Building and Financing the 'Missing' Medium Scale
Across East Africa commercial banks are cash-rich but this rarely goes to agriculture. Although the sector generates 50-70% of national incomes and is the region's largest employer it receives less than 3 percent of total commercial lending. Even then, agricultural investment focuses on plantations, horticulture, and export crops. Smallholder farmers are largely neglected, even though they are the principal contributors to food security in the regional economy. They are considered too risky for lending. Kilimo Trust has worked to address these disparities.
- In Tanzania and Uganda Stanbic Bank has provided US$5 million in First Loss Loan Guarantees in order to institutionalize commercial bank credit products for smallholder farmers and SMEs participating in key agricultural value chains for specific commodities such as maize, rice, sunflower, beans, sorghum and barley. Loans were made available to support primary production, post-harvest handling, storage, processing, transportation, and trade in agricultural inputs and produce. This is the largest single effort of any bank to lend at scale to agriculture in the region. An example is loans totalling US$2 million to support ten registered producer groups growing barley for Tanzania Breweries Ltd (p??) – a major step for both the brewery and farmers. In 2011 Stanbic Bank, Uganda committed to disburse loans worth US$10 million to smallholders and SMEs.
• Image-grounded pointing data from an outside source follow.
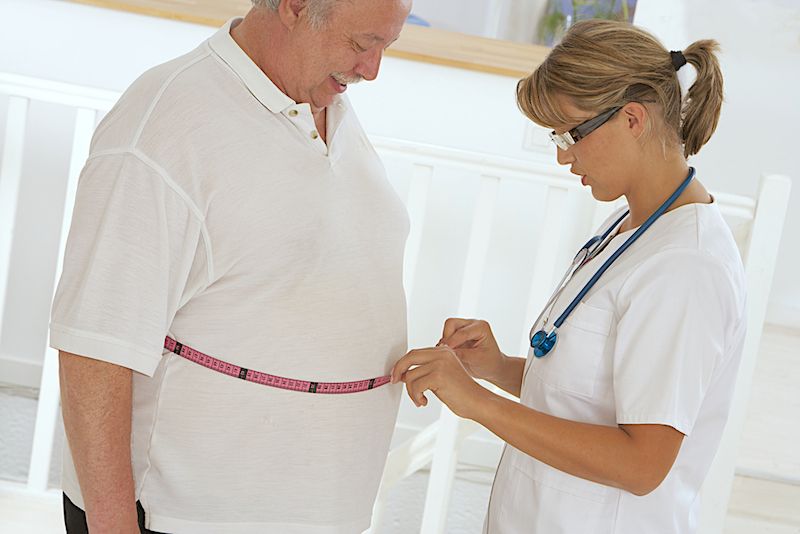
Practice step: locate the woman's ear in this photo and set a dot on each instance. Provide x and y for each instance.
(636, 117)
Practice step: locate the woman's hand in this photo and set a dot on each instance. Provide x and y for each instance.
(474, 344)
(439, 370)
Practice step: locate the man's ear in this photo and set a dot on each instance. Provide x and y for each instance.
(636, 117)
(291, 12)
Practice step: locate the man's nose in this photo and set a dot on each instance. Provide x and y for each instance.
(564, 157)
(369, 66)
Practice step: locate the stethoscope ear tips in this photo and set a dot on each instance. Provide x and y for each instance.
(542, 342)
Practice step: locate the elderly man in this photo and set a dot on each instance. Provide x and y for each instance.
(233, 205)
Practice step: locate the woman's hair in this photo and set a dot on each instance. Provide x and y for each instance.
(601, 64)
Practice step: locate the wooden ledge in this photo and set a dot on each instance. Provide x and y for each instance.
(416, 43)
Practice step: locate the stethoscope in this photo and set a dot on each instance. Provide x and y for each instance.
(543, 342)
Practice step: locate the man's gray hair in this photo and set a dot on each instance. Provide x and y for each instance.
(318, 10)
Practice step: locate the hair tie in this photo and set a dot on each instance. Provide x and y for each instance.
(678, 59)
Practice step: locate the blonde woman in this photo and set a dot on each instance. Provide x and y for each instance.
(627, 386)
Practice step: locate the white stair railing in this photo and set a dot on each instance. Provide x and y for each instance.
(89, 103)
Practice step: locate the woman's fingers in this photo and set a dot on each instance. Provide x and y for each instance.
(414, 357)
(469, 334)
(453, 324)
(414, 383)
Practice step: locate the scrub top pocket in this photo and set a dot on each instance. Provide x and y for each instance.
(573, 364)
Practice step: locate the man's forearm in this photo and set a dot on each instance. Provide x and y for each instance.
(96, 404)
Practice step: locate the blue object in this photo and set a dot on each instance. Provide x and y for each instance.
(543, 342)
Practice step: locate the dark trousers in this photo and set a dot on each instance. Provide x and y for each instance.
(75, 518)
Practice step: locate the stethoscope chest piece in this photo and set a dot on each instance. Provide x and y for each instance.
(542, 342)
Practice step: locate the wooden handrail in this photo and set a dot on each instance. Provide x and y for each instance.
(416, 43)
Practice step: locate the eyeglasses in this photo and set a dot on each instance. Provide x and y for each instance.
(567, 139)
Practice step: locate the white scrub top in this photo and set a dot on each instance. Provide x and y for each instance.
(657, 340)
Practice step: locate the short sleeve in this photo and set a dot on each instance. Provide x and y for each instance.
(671, 336)
(132, 244)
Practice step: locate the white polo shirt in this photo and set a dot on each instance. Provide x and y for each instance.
(657, 340)
(211, 211)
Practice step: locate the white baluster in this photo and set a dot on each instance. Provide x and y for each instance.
(47, 409)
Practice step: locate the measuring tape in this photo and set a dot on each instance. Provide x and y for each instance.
(266, 379)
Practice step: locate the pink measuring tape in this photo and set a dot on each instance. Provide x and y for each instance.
(266, 379)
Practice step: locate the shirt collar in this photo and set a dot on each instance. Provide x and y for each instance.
(258, 83)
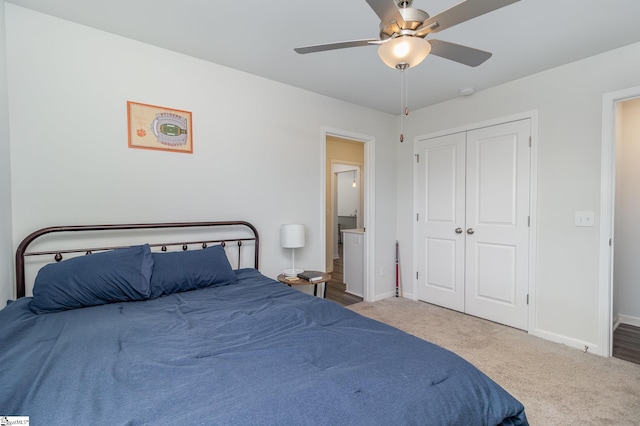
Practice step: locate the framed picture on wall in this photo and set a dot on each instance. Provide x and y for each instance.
(160, 128)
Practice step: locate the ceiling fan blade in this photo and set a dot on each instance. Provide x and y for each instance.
(387, 11)
(338, 45)
(461, 12)
(459, 53)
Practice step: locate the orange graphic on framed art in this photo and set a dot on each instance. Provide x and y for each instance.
(161, 128)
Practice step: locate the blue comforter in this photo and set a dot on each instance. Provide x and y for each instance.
(255, 352)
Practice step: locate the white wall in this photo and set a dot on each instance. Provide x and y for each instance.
(626, 274)
(68, 87)
(569, 104)
(6, 248)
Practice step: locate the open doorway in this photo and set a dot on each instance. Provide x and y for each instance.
(345, 209)
(619, 286)
(626, 270)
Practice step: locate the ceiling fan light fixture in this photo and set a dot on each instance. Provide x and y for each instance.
(404, 52)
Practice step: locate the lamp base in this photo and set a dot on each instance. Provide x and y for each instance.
(292, 272)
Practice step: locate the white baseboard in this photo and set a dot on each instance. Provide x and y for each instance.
(569, 341)
(629, 320)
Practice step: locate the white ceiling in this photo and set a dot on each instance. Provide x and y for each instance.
(258, 36)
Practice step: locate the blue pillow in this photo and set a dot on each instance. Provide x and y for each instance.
(188, 270)
(94, 279)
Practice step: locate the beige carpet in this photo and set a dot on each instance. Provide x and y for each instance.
(558, 385)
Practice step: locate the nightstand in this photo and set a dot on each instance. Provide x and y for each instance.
(299, 281)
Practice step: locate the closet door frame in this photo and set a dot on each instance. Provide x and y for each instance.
(533, 117)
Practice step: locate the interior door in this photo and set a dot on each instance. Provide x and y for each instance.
(440, 250)
(497, 223)
(472, 231)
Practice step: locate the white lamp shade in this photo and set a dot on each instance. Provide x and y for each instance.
(407, 50)
(292, 235)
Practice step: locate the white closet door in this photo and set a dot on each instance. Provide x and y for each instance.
(440, 185)
(472, 231)
(497, 214)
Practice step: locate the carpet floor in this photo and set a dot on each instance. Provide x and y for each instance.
(557, 384)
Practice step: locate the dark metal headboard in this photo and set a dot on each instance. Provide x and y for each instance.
(21, 252)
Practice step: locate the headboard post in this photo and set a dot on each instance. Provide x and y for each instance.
(21, 251)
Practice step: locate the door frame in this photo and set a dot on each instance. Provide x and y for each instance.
(533, 197)
(368, 216)
(607, 210)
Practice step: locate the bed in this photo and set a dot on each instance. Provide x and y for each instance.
(185, 333)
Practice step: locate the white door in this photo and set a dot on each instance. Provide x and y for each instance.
(472, 224)
(440, 185)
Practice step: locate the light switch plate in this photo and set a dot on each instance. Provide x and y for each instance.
(585, 218)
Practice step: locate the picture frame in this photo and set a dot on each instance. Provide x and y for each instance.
(159, 128)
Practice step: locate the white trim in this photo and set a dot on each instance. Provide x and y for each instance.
(568, 341)
(369, 202)
(533, 198)
(629, 320)
(607, 200)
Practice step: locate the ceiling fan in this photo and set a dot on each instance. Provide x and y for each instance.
(403, 30)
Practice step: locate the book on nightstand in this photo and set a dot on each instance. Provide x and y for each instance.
(311, 276)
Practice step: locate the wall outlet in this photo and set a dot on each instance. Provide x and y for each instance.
(585, 218)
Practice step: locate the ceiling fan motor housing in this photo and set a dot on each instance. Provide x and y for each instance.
(413, 18)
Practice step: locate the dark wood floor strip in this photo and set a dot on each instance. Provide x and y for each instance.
(336, 288)
(626, 343)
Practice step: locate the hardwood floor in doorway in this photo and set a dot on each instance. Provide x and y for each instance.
(336, 288)
(626, 343)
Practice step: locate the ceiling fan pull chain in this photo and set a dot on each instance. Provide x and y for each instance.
(402, 103)
(406, 94)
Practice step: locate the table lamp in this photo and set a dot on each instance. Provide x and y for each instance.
(292, 236)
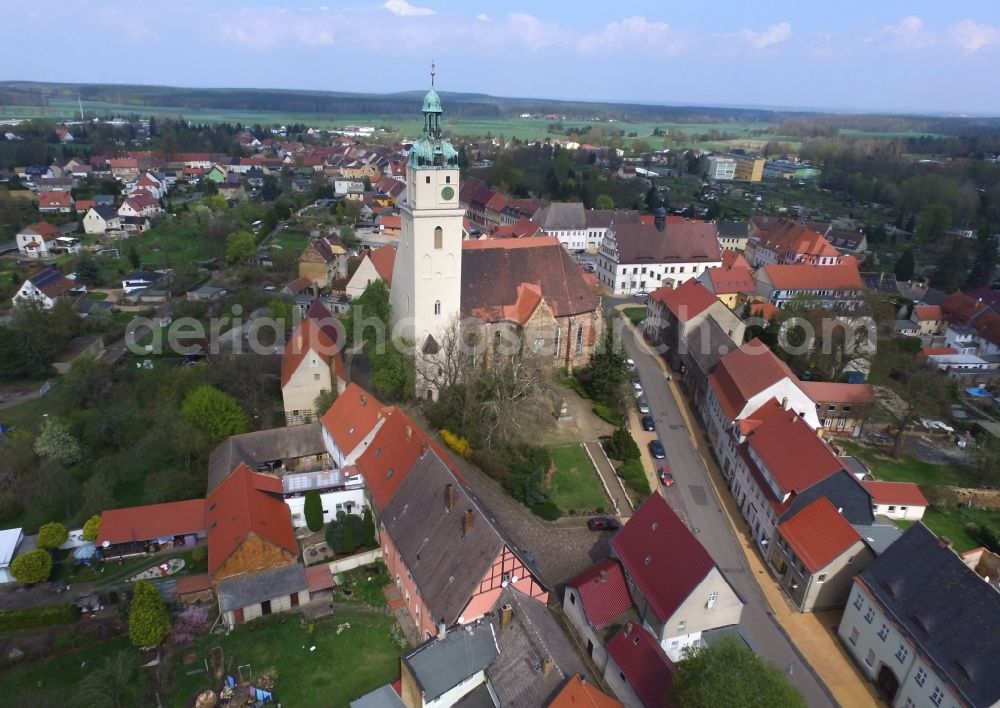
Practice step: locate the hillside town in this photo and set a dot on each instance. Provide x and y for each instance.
(327, 418)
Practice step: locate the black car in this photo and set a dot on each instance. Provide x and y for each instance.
(603, 523)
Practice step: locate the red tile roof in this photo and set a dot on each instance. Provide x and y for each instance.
(903, 493)
(142, 523)
(824, 392)
(731, 280)
(818, 534)
(687, 300)
(646, 667)
(734, 259)
(247, 503)
(927, 313)
(745, 372)
(959, 308)
(192, 583)
(764, 310)
(803, 276)
(578, 693)
(935, 351)
(44, 229)
(603, 592)
(661, 556)
(793, 454)
(351, 417)
(308, 338)
(384, 259)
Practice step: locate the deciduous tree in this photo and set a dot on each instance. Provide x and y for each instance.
(148, 621)
(215, 412)
(52, 535)
(32, 567)
(729, 674)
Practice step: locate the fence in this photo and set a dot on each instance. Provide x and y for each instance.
(355, 561)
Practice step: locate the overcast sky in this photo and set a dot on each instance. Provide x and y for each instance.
(883, 55)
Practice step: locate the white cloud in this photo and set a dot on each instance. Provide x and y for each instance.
(267, 29)
(401, 8)
(910, 34)
(775, 34)
(632, 32)
(970, 36)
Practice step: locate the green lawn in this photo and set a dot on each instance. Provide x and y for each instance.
(636, 314)
(574, 485)
(343, 666)
(954, 523)
(26, 414)
(52, 681)
(904, 469)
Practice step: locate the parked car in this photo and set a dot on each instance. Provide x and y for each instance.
(603, 523)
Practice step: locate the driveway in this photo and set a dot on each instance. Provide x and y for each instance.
(694, 499)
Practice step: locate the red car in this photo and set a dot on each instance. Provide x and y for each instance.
(603, 523)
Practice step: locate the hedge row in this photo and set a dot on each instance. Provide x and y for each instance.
(12, 620)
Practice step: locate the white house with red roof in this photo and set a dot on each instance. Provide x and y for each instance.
(833, 287)
(777, 456)
(638, 670)
(816, 555)
(897, 500)
(36, 240)
(677, 589)
(787, 242)
(742, 381)
(139, 205)
(311, 365)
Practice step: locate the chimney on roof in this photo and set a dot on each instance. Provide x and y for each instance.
(506, 615)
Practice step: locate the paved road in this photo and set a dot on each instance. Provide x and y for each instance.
(694, 499)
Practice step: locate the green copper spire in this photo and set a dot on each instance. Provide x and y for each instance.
(432, 109)
(432, 150)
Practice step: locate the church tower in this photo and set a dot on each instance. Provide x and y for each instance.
(427, 276)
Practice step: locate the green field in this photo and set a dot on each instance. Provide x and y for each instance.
(904, 469)
(54, 681)
(342, 667)
(954, 524)
(574, 485)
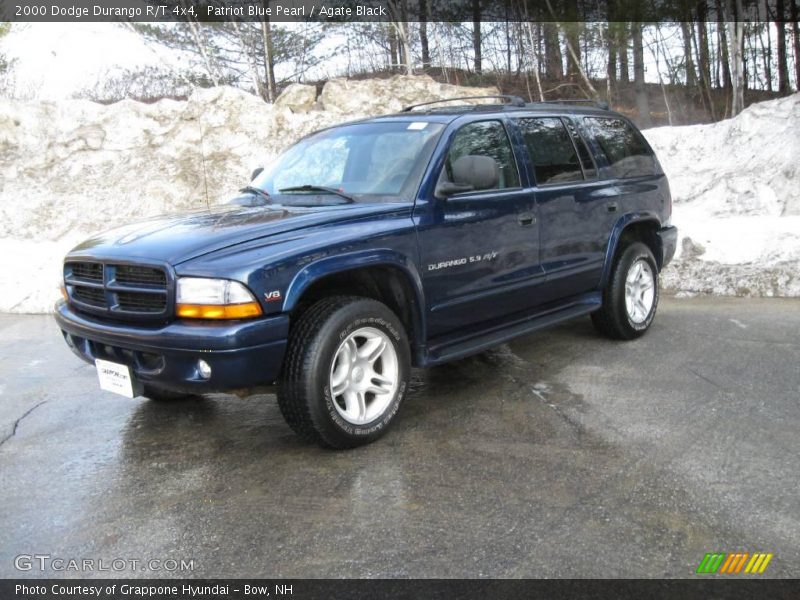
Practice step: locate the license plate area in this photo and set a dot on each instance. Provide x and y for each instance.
(115, 378)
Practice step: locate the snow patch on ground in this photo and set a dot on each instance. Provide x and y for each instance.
(736, 194)
(70, 169)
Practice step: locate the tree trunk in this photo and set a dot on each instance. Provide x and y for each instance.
(269, 66)
(642, 101)
(691, 77)
(554, 68)
(611, 69)
(476, 35)
(423, 33)
(783, 65)
(624, 71)
(573, 40)
(727, 81)
(393, 61)
(796, 42)
(573, 53)
(703, 58)
(736, 36)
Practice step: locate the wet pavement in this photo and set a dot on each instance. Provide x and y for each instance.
(560, 454)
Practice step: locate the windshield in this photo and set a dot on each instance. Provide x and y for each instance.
(367, 162)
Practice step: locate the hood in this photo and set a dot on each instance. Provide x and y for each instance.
(178, 238)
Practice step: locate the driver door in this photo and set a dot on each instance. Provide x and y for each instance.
(480, 249)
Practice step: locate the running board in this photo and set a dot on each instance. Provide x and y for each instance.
(461, 347)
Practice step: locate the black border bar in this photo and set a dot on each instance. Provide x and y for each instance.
(713, 587)
(325, 11)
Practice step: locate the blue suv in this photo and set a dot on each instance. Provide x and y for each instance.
(408, 239)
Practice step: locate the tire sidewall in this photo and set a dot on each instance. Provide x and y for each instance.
(629, 257)
(333, 427)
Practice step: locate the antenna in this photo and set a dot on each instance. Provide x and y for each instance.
(203, 157)
(509, 100)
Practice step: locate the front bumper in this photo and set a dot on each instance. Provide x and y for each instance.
(668, 241)
(242, 354)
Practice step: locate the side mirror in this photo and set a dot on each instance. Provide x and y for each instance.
(481, 172)
(448, 188)
(471, 172)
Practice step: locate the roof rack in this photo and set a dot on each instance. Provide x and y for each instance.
(509, 100)
(601, 104)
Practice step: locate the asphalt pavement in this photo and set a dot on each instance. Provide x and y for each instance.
(560, 454)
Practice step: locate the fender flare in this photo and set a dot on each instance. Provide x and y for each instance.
(341, 263)
(616, 233)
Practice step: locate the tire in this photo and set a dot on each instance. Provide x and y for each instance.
(325, 371)
(157, 394)
(622, 317)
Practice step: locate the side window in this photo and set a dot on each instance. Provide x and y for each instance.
(627, 153)
(485, 138)
(551, 150)
(589, 168)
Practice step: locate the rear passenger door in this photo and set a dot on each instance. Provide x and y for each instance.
(576, 208)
- In Uganda the cooperative movement has transformed into private Area Cooperative Enterprises and engages in organized grain production for better prices and services. Some 2,000 farmers have invested in grain storage facilities and a warehouse receipt system, and now command 30% above average market prices. One cooperative has secured contracts to supply 4,000MT of sorghum to Nile Breweries, 580MT of maize to the World Food Programme, and 200MT of sorghum seed to a private seed company.
- Innovative micro-credit facilities are being introduced across East Africa to enable low-income households to benefit from the introduction of clonal forest technology for small and medium size entrepreneurs to establish tree nurseries. The credit facilities provides the poor with opportunities to take advantage of this important and growing industry.